Curator of the Museum of Orange Heritage, Dr Jonathan Mattison, looks at how the sacrifices we are being asked to make today to prevent the spread of COVID-19 (Coronavirus) pales into insignificance when you consider the sacrifice of people during two World Wars and other Conflicts.
The role of faith was extremely important at these times, bringing comfort and inspiration.
Just over 100 years ago thousands of families from Ulster were praying for deliverance from a worldwide catastrophe. The Great War had raged for almost two years with no end in sight. Every aspect of life was impacted - thousands of men were serving in a variety of theatres of the conflict, their loved ones at home were doing their part, and the various medical corps, volunteer nursing divisions, hospitals and general practitioners were trying to mend the broken and comfort the dying. It was a National Effort in the face of terrible times.
Amidst the maelstrom one truth remained constant - the love of God.

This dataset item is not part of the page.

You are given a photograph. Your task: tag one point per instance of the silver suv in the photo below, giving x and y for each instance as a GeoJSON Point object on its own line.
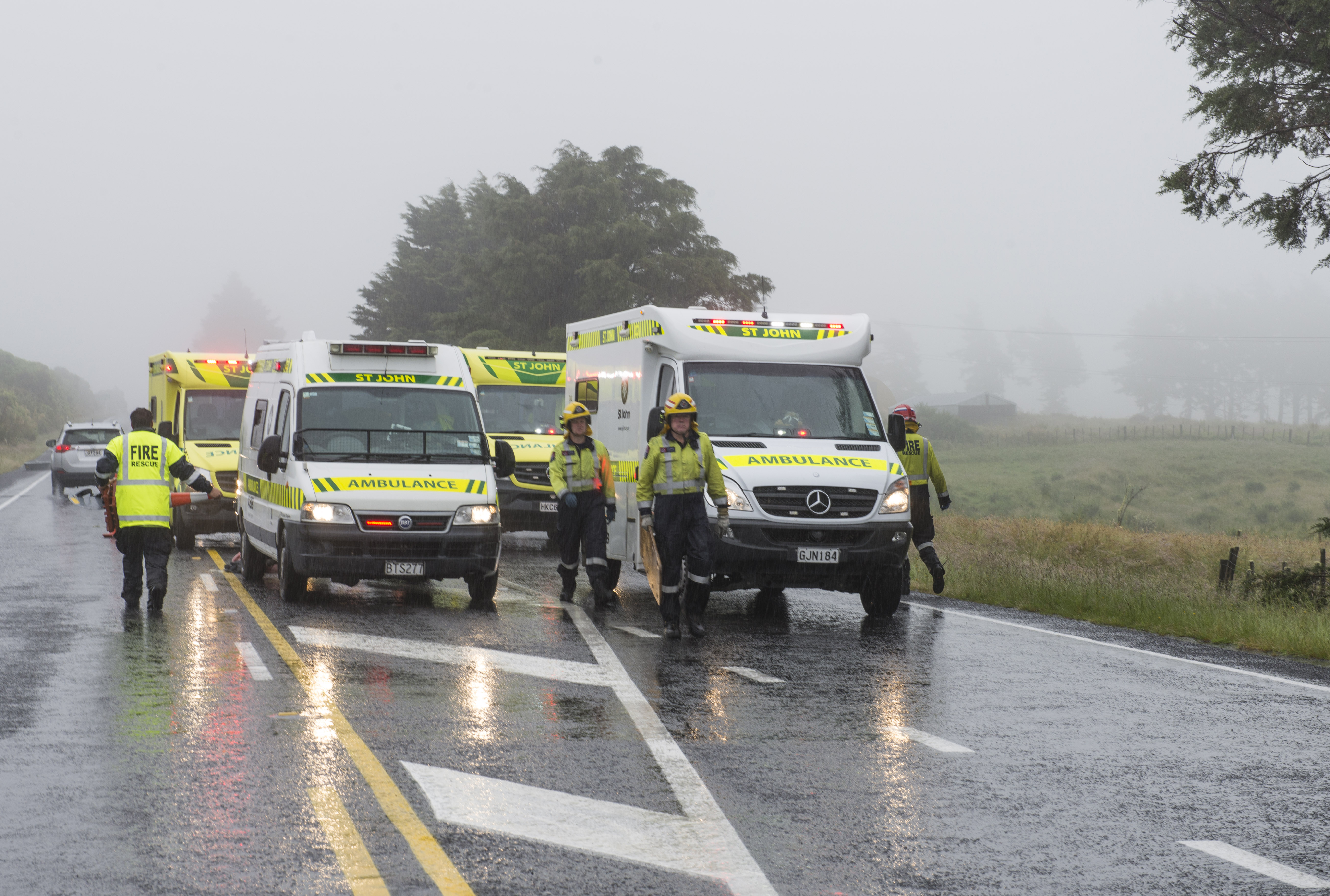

There are many stories of Orangemen taking refuge in their faith as destruction and chaos raged around them. The Grand Orange Lodge of England – who held the stewardship of the military warrants during World War I – launched an appeal to fund Bibles and New Testaments for soldiers. By August 1916 this appeal had raised over £1,000.00. In at least one case the provision of a Bible was a physical as well as a spiritual help. Bro. J. Pye of Birmingham wrote to the Orange Standard in February 1916 that a New Testament with which he had been presented had stopped a bullet. The bullet lodged at Philippians Ch2 v15&16:
“That ye may be blameless and harmless, the sons of God, without rebuke, in the midst of a crooked and perverse nation, among whom ye shine as lights in the world. Holding forth the Word of Life; that I may rejoice in the day of Christ, that I have not run in vain, neither laboured in vain.”
As with all periods of crisis, there was comfort found in the Lord. In the weeks leading up to the Somme offensive one Orange Chaplain wrote about Bible-classes at the front: “Last Friday I was having a Bible-class in a dug-out, not 150 yards from the German line. The men stuck their bayonets in the sand-bags which formed the wall, and then stuck a candle on the flat of the blade. We could not sing, but we read, prayed, and discussed the chapter. Once or twice the bullets from a German machine-gun pattered so incessantly against our parapet that we could not hear ourselves speaking….”
Matters of faith were incredibly important to the men of the Ulster Division. Often the presence of lay preachers in the ranks was of greater impact than the many army Chaplains embedded with the battalions.
Impromptu prayer meetings and lodge meetings were held along the trenches of the Ulster Division in the hours leading up to the attack on 1 July. One such prayer meeting was led by Lance Corporal David Johnston, pictured right, a member of Belleisle True Blues LOL No. 1314 in Fermanagh. Johnston was killed in action on 1 July 1916.